MGM Resorts reveals that last month’s cyberattack cost the company $100 million and allowed the hackers to steal customers’ personal information.
The hospitality and entertainment giant disclosed a cybersecurity issue on September 11, 2023, which impacted its main website, online reservations systems, and in-casino services like slot machines, credit card terminals, and ATMs.
A few days later, it was revealed that the threat actor responsible for the disruption was an affiliate of the BlackCat/ALPHV ransomware gang known as Scattered Spider.
These hackers breached MGM’s network using social engineering, stole sensitive data, and encrypted over a hundred ESXi hypervisors.
The impact of the IT system outage, which continued for an extended period, was substantial as the cyberattack disrupted a broad range of its business operations.
“[MGM] estimates a negative impact from the cyber security issue in September of approximately $100 million to Adjusted Property EBITDAR for the Las Vegas Strip Resorts and Regional Operations, collectively,” reads a FORM 8-K filing with the SEC filing.
“While the Company experienced impacts to occupancy due to the availability of bookings through the Company’s website and mobile applications, it was mostly contained to the month of September which was 88%.”
In addition to losing $100 million in earnings, MGM also suffered less than $10 million in one-time expenses for risk remediation, legal fees, third-party advisory, and incident response measures. MGM says it expects to be fully covered by its cybersecurity insurance.
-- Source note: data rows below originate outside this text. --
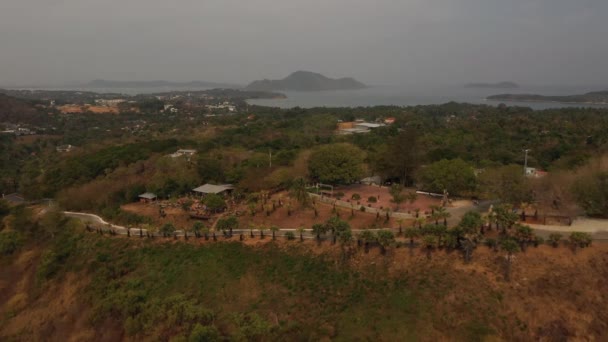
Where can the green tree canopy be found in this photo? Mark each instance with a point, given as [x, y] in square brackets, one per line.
[506, 183]
[337, 164]
[455, 176]
[591, 193]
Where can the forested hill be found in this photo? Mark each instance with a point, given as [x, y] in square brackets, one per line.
[306, 81]
[598, 97]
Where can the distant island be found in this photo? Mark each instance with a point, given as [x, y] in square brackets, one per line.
[306, 81]
[598, 97]
[499, 85]
[156, 84]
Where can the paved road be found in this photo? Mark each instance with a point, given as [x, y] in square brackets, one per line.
[597, 228]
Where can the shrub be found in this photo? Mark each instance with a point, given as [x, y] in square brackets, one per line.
[554, 239]
[204, 334]
[10, 241]
[580, 239]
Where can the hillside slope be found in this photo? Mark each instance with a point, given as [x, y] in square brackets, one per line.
[84, 286]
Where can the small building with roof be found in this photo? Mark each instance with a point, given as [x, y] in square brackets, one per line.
[147, 197]
[213, 189]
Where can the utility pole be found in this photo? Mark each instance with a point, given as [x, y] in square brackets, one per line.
[526, 161]
[269, 158]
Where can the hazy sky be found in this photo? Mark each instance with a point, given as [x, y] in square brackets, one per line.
[375, 41]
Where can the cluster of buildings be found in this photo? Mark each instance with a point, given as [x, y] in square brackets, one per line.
[17, 130]
[223, 106]
[361, 126]
[533, 172]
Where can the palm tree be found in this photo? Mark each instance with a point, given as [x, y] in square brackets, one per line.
[346, 239]
[579, 239]
[511, 247]
[168, 229]
[385, 239]
[262, 229]
[400, 221]
[524, 235]
[467, 248]
[430, 242]
[442, 214]
[300, 231]
[197, 227]
[319, 229]
[205, 231]
[411, 233]
[420, 221]
[299, 193]
[434, 216]
[554, 239]
[252, 226]
[274, 229]
[367, 236]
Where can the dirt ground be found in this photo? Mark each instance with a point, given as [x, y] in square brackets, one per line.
[300, 217]
[383, 196]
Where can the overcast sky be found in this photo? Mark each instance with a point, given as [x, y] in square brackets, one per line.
[377, 42]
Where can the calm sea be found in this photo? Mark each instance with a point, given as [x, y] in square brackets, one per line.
[420, 95]
[390, 95]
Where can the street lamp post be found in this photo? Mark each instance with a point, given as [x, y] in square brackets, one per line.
[526, 161]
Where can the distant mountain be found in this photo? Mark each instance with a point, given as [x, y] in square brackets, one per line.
[499, 85]
[306, 81]
[156, 84]
[598, 97]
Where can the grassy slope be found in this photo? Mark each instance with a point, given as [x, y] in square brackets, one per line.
[134, 289]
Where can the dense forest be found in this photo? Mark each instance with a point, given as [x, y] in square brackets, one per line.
[479, 143]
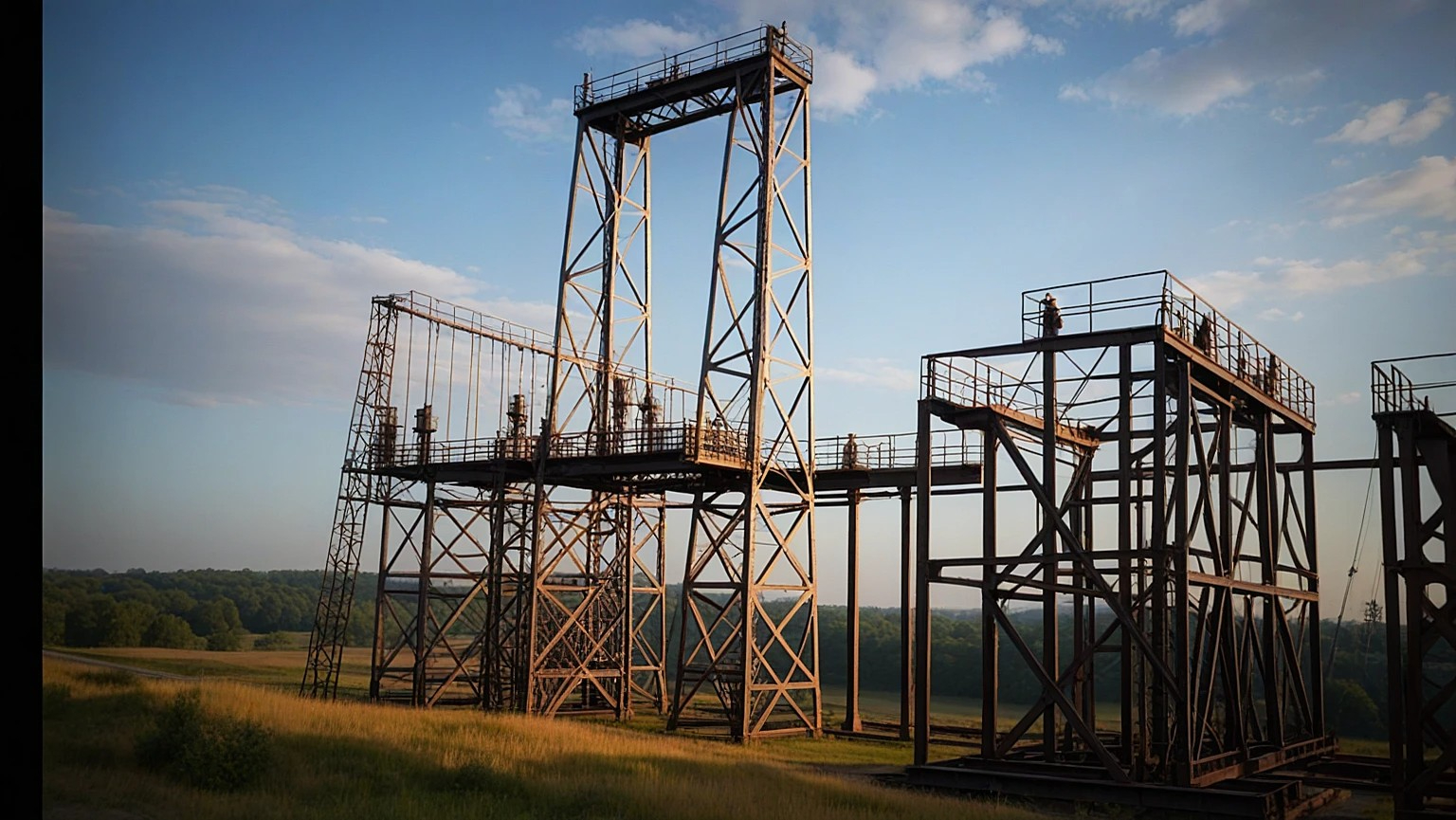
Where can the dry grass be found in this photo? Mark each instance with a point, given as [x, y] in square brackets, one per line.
[363, 760]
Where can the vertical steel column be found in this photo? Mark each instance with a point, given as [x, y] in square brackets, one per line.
[750, 600]
[1181, 657]
[377, 644]
[906, 613]
[922, 589]
[852, 721]
[1126, 543]
[991, 578]
[1050, 546]
[421, 643]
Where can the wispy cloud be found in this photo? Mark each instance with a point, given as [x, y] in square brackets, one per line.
[526, 117]
[1280, 315]
[1295, 116]
[211, 303]
[1428, 188]
[861, 46]
[1233, 48]
[1390, 122]
[1273, 279]
[637, 38]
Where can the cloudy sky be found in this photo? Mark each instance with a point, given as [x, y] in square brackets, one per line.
[225, 187]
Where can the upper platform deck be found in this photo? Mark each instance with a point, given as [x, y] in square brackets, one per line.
[1102, 314]
[690, 84]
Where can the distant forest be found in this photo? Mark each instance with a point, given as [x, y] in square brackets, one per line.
[228, 610]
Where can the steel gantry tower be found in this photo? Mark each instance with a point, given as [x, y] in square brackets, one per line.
[1417, 465]
[1146, 535]
[521, 565]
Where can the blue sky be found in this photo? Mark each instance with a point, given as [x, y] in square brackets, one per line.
[225, 187]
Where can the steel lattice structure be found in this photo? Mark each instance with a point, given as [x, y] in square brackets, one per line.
[1417, 458]
[1167, 461]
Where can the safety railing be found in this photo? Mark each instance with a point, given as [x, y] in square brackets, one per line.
[695, 62]
[972, 382]
[712, 443]
[896, 450]
[1393, 391]
[1157, 298]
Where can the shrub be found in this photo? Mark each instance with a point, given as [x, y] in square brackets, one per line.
[201, 751]
[274, 641]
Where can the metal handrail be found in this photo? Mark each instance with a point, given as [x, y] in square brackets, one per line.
[695, 62]
[1392, 391]
[1157, 298]
[708, 442]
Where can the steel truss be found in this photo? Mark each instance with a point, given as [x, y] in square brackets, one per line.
[1192, 600]
[363, 452]
[750, 615]
[1417, 456]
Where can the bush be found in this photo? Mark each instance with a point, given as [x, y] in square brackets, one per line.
[274, 641]
[1350, 711]
[204, 752]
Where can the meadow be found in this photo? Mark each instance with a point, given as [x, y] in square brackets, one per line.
[363, 760]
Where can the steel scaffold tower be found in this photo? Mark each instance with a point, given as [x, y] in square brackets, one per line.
[1417, 458]
[1165, 462]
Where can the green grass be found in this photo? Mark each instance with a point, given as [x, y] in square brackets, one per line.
[364, 760]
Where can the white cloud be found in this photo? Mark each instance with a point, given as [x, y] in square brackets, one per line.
[1295, 116]
[1236, 46]
[524, 117]
[1206, 16]
[863, 46]
[1279, 315]
[1388, 121]
[209, 304]
[1273, 277]
[1130, 9]
[1428, 188]
[638, 38]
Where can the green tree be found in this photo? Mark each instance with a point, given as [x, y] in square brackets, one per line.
[1350, 711]
[173, 632]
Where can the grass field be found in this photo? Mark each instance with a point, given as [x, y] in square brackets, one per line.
[363, 760]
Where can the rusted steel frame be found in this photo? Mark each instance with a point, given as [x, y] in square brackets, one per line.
[1073, 545]
[907, 612]
[852, 720]
[336, 602]
[377, 657]
[504, 628]
[1048, 686]
[1126, 543]
[648, 644]
[991, 638]
[700, 558]
[1007, 741]
[1075, 483]
[1268, 567]
[423, 594]
[922, 580]
[1181, 650]
[1398, 703]
[1411, 618]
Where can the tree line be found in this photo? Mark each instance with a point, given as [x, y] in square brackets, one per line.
[233, 609]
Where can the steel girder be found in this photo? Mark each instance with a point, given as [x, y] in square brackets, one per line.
[1195, 603]
[750, 621]
[372, 427]
[1417, 458]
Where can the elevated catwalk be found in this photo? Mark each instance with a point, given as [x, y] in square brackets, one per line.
[1143, 554]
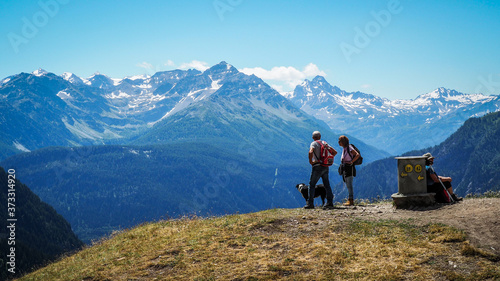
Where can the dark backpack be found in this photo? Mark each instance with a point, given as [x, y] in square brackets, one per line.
[325, 158]
[360, 158]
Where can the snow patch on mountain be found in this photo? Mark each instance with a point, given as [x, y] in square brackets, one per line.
[39, 72]
[64, 95]
[280, 112]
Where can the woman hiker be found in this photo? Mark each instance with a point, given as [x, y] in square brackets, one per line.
[349, 156]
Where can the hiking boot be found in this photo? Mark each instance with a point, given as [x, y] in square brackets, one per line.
[350, 202]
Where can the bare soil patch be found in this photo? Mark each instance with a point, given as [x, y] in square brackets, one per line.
[478, 217]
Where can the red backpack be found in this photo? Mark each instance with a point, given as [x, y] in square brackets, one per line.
[325, 158]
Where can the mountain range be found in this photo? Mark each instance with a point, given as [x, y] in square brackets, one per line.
[112, 153]
[42, 109]
[396, 126]
[223, 142]
[470, 156]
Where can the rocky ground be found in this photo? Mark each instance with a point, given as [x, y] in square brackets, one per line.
[478, 217]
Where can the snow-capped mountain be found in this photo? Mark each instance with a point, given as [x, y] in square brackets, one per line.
[43, 109]
[395, 126]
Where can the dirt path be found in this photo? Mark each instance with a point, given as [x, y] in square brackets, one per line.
[478, 217]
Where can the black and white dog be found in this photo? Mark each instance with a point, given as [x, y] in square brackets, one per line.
[318, 191]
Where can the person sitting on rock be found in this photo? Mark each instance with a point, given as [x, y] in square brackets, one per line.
[436, 183]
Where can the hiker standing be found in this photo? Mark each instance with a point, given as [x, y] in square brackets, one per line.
[348, 171]
[435, 183]
[319, 171]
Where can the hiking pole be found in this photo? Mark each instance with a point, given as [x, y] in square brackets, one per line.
[444, 187]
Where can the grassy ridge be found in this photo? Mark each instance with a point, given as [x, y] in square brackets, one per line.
[287, 244]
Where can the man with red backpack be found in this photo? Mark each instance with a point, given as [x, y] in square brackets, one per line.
[320, 157]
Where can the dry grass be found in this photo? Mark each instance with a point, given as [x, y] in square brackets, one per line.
[287, 244]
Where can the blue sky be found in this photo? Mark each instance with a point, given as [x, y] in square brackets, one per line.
[393, 49]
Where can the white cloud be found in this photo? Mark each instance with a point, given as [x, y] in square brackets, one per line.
[198, 65]
[169, 63]
[288, 76]
[145, 65]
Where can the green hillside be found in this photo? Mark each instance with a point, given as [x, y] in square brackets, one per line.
[285, 244]
[37, 233]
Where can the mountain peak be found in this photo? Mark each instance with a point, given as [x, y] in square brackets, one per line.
[221, 69]
[39, 72]
[319, 79]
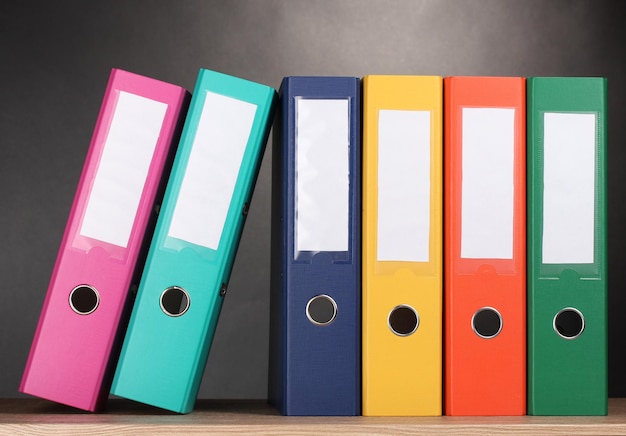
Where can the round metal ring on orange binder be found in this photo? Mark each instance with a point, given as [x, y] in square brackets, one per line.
[484, 322]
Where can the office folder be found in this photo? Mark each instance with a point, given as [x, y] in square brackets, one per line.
[402, 245]
[567, 246]
[485, 245]
[195, 241]
[315, 351]
[85, 310]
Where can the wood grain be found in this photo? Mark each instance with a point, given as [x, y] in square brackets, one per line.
[40, 417]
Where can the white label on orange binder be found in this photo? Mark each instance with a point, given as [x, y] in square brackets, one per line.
[322, 147]
[568, 188]
[488, 142]
[403, 185]
[123, 168]
[211, 174]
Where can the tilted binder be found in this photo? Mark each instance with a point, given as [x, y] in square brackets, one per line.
[567, 246]
[315, 350]
[402, 245]
[485, 245]
[86, 307]
[196, 238]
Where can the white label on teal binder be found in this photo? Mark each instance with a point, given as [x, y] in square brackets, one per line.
[123, 169]
[209, 182]
[322, 148]
[488, 144]
[403, 185]
[568, 188]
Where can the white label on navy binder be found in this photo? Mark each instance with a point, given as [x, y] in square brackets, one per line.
[568, 188]
[403, 185]
[488, 143]
[211, 174]
[123, 169]
[322, 174]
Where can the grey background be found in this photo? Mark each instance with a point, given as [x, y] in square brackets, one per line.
[55, 59]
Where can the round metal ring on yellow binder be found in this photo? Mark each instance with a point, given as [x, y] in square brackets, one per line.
[487, 322]
[84, 299]
[321, 310]
[569, 323]
[175, 301]
[403, 320]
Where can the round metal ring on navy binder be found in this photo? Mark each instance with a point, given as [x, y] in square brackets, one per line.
[175, 301]
[569, 323]
[487, 322]
[321, 310]
[84, 299]
[403, 320]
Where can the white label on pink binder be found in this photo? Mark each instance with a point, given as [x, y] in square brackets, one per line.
[123, 169]
[403, 185]
[211, 174]
[568, 188]
[322, 148]
[488, 143]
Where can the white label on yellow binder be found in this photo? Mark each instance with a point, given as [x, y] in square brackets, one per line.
[322, 174]
[403, 185]
[488, 142]
[568, 188]
[211, 174]
[123, 168]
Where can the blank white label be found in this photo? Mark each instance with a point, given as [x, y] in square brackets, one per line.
[211, 174]
[488, 145]
[123, 168]
[568, 188]
[322, 174]
[403, 185]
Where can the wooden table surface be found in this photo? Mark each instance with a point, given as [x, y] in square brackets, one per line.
[40, 417]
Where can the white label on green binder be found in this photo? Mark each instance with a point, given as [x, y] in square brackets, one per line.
[403, 185]
[568, 188]
[322, 148]
[488, 143]
[123, 168]
[211, 174]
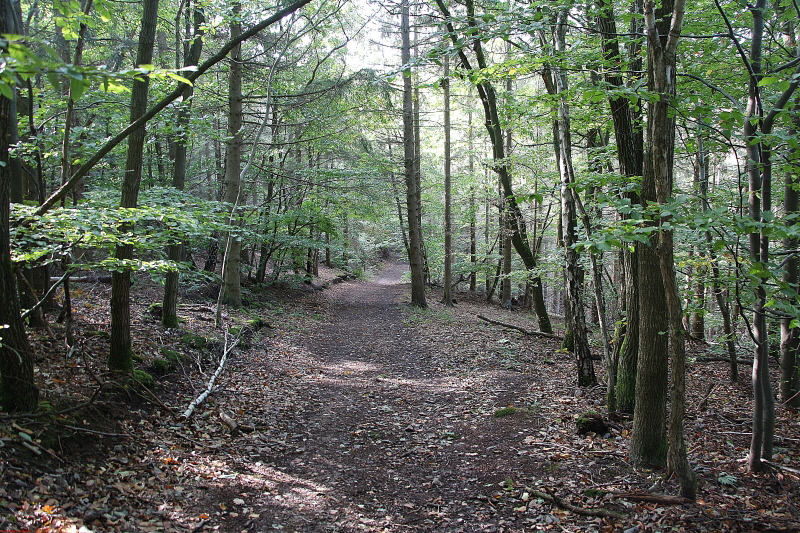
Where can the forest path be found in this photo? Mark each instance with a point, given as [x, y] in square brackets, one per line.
[390, 426]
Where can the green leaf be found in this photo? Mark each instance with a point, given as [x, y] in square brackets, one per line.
[6, 89]
[179, 78]
[76, 88]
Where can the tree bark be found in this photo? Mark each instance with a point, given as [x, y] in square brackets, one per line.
[120, 353]
[630, 155]
[488, 98]
[574, 300]
[231, 290]
[18, 391]
[415, 256]
[177, 252]
[448, 229]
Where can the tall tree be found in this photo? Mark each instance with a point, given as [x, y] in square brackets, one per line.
[630, 155]
[448, 195]
[120, 355]
[193, 42]
[663, 33]
[18, 391]
[413, 193]
[488, 97]
[231, 291]
[574, 299]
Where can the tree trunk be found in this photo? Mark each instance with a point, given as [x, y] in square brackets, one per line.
[448, 229]
[488, 98]
[231, 290]
[663, 30]
[413, 195]
[790, 336]
[630, 154]
[574, 300]
[177, 252]
[18, 391]
[120, 353]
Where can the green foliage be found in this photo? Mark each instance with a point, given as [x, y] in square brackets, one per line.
[191, 340]
[170, 355]
[505, 411]
[161, 367]
[140, 376]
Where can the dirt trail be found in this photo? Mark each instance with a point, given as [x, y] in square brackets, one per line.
[394, 436]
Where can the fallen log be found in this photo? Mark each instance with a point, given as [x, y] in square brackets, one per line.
[552, 498]
[200, 399]
[664, 499]
[521, 330]
[714, 358]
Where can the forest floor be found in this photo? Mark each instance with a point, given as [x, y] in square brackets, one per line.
[355, 412]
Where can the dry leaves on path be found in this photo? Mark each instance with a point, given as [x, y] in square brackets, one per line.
[354, 412]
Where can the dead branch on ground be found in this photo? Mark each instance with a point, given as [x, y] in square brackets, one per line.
[197, 401]
[552, 498]
[522, 330]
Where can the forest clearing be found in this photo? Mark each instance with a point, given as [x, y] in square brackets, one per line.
[395, 265]
[354, 412]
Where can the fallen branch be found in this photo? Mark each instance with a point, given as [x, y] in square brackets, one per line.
[522, 330]
[95, 432]
[550, 497]
[794, 471]
[55, 413]
[664, 499]
[714, 358]
[197, 401]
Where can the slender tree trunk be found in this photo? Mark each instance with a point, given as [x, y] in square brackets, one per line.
[630, 154]
[231, 290]
[488, 98]
[448, 229]
[18, 391]
[415, 258]
[177, 252]
[649, 443]
[575, 313]
[663, 31]
[473, 214]
[120, 355]
[790, 336]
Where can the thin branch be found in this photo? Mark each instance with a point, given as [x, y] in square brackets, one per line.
[84, 169]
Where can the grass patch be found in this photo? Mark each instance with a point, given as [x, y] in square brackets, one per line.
[191, 340]
[416, 316]
[505, 411]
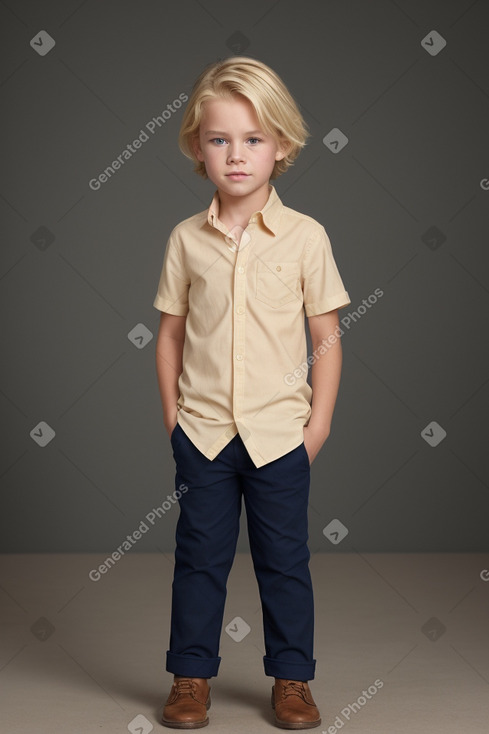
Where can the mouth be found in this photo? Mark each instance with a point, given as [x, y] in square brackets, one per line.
[237, 175]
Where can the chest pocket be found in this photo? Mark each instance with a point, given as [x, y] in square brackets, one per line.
[277, 283]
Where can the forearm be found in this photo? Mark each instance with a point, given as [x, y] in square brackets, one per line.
[169, 351]
[325, 381]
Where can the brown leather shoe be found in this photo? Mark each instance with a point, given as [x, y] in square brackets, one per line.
[294, 705]
[187, 704]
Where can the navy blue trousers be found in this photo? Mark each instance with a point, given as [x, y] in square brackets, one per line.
[276, 500]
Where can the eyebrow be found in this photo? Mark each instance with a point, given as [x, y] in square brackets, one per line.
[220, 132]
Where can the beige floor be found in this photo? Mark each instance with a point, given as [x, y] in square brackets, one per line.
[83, 656]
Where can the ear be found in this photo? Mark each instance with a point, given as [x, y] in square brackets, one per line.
[283, 148]
[197, 149]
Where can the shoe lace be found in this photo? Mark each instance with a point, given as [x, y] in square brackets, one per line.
[293, 688]
[184, 685]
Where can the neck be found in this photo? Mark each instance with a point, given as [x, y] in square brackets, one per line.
[237, 210]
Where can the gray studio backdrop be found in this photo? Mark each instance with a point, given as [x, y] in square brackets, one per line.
[396, 95]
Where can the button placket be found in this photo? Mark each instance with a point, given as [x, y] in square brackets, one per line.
[239, 324]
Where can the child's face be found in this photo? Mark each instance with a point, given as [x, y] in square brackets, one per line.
[230, 140]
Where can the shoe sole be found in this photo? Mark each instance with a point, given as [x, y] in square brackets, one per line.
[293, 724]
[187, 724]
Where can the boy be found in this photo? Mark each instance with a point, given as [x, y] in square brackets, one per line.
[235, 284]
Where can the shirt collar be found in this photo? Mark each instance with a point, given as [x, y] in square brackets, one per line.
[269, 215]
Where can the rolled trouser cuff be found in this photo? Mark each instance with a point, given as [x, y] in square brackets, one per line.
[289, 670]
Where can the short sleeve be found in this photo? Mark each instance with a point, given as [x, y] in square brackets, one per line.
[323, 287]
[172, 293]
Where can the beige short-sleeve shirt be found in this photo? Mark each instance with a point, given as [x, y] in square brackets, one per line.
[245, 326]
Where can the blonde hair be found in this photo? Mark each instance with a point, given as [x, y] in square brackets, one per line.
[276, 110]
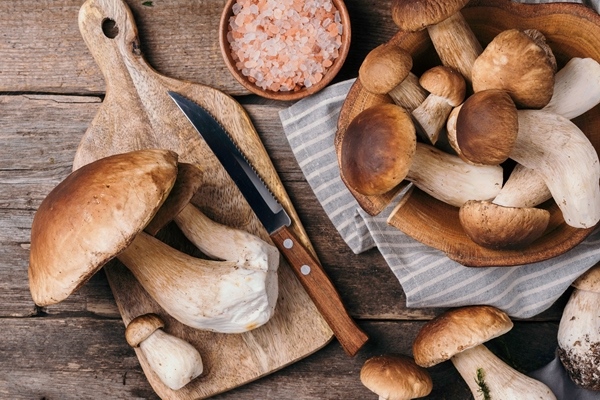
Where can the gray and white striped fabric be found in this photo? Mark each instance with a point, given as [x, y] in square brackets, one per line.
[428, 277]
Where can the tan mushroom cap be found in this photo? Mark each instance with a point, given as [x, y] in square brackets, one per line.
[395, 377]
[498, 227]
[445, 82]
[411, 15]
[384, 68]
[519, 62]
[377, 149]
[487, 127]
[589, 280]
[141, 327]
[93, 215]
[457, 330]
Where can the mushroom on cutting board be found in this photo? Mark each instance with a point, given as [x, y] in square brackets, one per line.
[379, 150]
[450, 33]
[447, 89]
[386, 70]
[395, 377]
[175, 361]
[458, 335]
[579, 331]
[519, 62]
[99, 212]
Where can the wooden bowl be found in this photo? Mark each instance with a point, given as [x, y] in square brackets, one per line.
[571, 30]
[284, 95]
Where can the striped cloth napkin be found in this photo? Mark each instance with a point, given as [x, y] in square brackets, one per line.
[428, 277]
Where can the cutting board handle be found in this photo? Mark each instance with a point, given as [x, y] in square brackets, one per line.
[109, 31]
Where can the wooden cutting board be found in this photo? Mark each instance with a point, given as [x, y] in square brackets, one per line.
[137, 113]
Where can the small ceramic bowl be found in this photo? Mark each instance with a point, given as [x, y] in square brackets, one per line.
[571, 30]
[284, 95]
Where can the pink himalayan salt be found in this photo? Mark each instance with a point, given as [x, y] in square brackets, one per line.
[284, 45]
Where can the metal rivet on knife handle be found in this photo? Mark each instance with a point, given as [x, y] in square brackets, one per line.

Overall, MGM asserts that the financial impact will be predominantly confined to Q3 2023 and does not anticipate any significant effect on its annual financial performance.
MGM Resorts believes that the incident has been contained, and all of their guest-facing systems have now been fully restored, with any remaining systems in offline status expected to resume normal operations in the coming days.
Customer data stolen
MGM is also warning that the threat actors managed to steal the personal information of customers who transacted with MGM before March 2019.
A separate notice was sent to impacted individuals yesterday, informing them that the following details have been exposed to the cyber criminals, which varies depending on the individual:
- Full name
- Phone number
- Email address
- Postal address
- Gender
- Date of birth
- Driver’s license
- Social Security Number (SSN)
- Passport number
MGM concludes that its investigation has not unearthed signs that the incident exposed customer passwords, bank account numbers, and payment card information.
The company provides free credit monitoring and identity protection services to those impacted by the data breach and warns customers to remain vigilant against unsolicited communications.
“We recommend that you remain vigilant for incidents of fraud and identity theft by reviewing account statements and monitoring your free credit reports,” warns MGM Resorts.
“We also recommend that you remain alert for unsolicited communications involving your personal information.”